En 2011, la situation géopolitique du Caucase du Sud est sous divers aspects bien différente de la situation régnant dix ans plus tôt. L’indépendance des trois États s'est consolidée, même si leur trajectoire et leurs liens avec la Russie sont différents, et leur construction étatique comme leur relative stabilisation économique laissent penser que ces pays peuvent désormais se lancer plus avant dans le jeu diplomatique régional longtemps délaissé. C’est alors que l’idée de Confédération revient.

De nombreuses conférences et tables rondes, réunissant des experts et des politologues, ont été organisées entre les pays du Caucase du Sud et les puissances avoisinantes (comme la Russie et la Turquie) autour de cette idée de Confédération. Mais de l’idée au projet, la route semble bien longue, tant les obstacles, les incompréhensions, les dialogues impossibles et les stratégies et enjeux de chacun s’accumulent.

Implications régionales entre désirs et réalité

Relancée en 2010 par le président géorgien M. Saakachvili, cette idée axée sur la Géorgie et l’Azerbaïdjan mérite un passage en revue des facteurs intérieurs, essentiellement économiques, et extérieurs, c’est-à-dire diplomatiques.

Force est de constater que la coopération entre l'Azerbaïdjan et la Géorgie, depuis la chute de l’URSS, est profonde et croissante. Du point de vue de la Géorgie, l’Azerbaïdjan est un deuxième partenaire économique essentiel, après la Turquie, et lance de nombreux projets d’infrastructures ou industriels d’envergure pour la région, tels les oléoducs Bakou-Tbilissi-Ceyhan, Bakou-Soupsa, Baku-Tbilissi-Erzurum, la construction du chemin de fer Bakou-Tbilissi-Kars, la construction d’usines de liquéfaction du gaz naturel à exporter vers l’Europe, etc. Selon Zardouchte Alizadé, la Géorgie bénéficie largement du passage de l’oléoduc Bakou-Tbilissi-Ceyhan, source de revenus importante, et reçoit gratuitement 5 % du gaz du gazoduc Bakou-Tbilissi-Erzurum. Zone de passage, la Géorgie tire des revenus des hydrocarbures issus de la Caspienne, étant ainsi reliée par un cordon à l’Azerbaïdjan et à l’Asie Centrale.

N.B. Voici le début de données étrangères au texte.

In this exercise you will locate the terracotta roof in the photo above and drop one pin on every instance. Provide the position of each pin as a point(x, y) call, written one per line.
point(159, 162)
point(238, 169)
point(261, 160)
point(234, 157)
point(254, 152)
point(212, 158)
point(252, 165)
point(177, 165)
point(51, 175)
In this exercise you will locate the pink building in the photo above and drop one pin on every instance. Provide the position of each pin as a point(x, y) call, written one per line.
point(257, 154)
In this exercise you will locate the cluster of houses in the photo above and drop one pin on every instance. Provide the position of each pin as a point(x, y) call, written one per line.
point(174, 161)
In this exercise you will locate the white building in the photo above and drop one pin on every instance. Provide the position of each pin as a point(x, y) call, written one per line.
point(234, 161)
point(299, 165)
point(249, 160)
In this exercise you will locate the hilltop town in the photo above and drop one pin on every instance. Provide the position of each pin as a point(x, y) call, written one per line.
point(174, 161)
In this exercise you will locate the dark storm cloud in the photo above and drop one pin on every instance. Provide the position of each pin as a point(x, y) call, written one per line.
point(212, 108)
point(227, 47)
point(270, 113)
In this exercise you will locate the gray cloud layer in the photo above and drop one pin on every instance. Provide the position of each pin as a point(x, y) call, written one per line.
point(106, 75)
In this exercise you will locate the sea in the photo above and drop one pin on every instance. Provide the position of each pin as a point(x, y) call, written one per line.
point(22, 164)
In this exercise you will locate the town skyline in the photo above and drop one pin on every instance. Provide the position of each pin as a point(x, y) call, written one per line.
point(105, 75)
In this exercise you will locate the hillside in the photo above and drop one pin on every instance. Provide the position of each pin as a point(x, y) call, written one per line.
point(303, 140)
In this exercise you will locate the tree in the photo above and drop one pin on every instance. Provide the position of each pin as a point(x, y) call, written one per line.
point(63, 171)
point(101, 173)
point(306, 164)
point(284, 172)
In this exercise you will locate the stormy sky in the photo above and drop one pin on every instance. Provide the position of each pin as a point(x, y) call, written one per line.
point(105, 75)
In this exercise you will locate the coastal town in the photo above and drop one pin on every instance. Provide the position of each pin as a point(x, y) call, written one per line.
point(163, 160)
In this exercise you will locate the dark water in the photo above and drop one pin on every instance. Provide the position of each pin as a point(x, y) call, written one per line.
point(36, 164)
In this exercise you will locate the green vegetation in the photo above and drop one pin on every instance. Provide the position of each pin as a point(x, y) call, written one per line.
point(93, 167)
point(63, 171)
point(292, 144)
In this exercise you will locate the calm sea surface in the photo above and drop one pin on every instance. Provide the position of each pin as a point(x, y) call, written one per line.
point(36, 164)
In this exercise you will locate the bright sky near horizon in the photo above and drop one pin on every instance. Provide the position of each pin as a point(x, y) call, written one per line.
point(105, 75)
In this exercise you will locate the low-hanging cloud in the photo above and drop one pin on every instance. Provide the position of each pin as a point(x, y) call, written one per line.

Pour l'Azerbaïdjan, la Géorgie représente un milieu attractif pour ses investissements et l’écoulement de ses richesses naturelles, et permet d’éviter le golfe persique (blocus américain), la Russie (instabilité du Nord Caucase) et l’Arménie (conflit du Haut-Karabakh). La Géorgie et l'Azerbaïdjan assurent conjointement, par leurs forces armées unies, la protection des pipelines contre les menaces extérieures et terroristes, s’entraînant périodiquement sous le contrôle des spécialistes américains. Cette coopération économique, qui inclut le projet NABUCCO et la construction de la Route de Soie (facilitation du transport de biens de la Chine vers l’Europe) se double d’une coopération politique. Les autorités azerbaïdjanaises ont soutenu à plusieurs reprises le gouvernement de M. Saakachvili, en prêtant une aide logistique à la police contre les nombreuses manifestations d’opposants géorgiens ou pour empêcher des candidats azéris de participer à la présidentielle géorgienne.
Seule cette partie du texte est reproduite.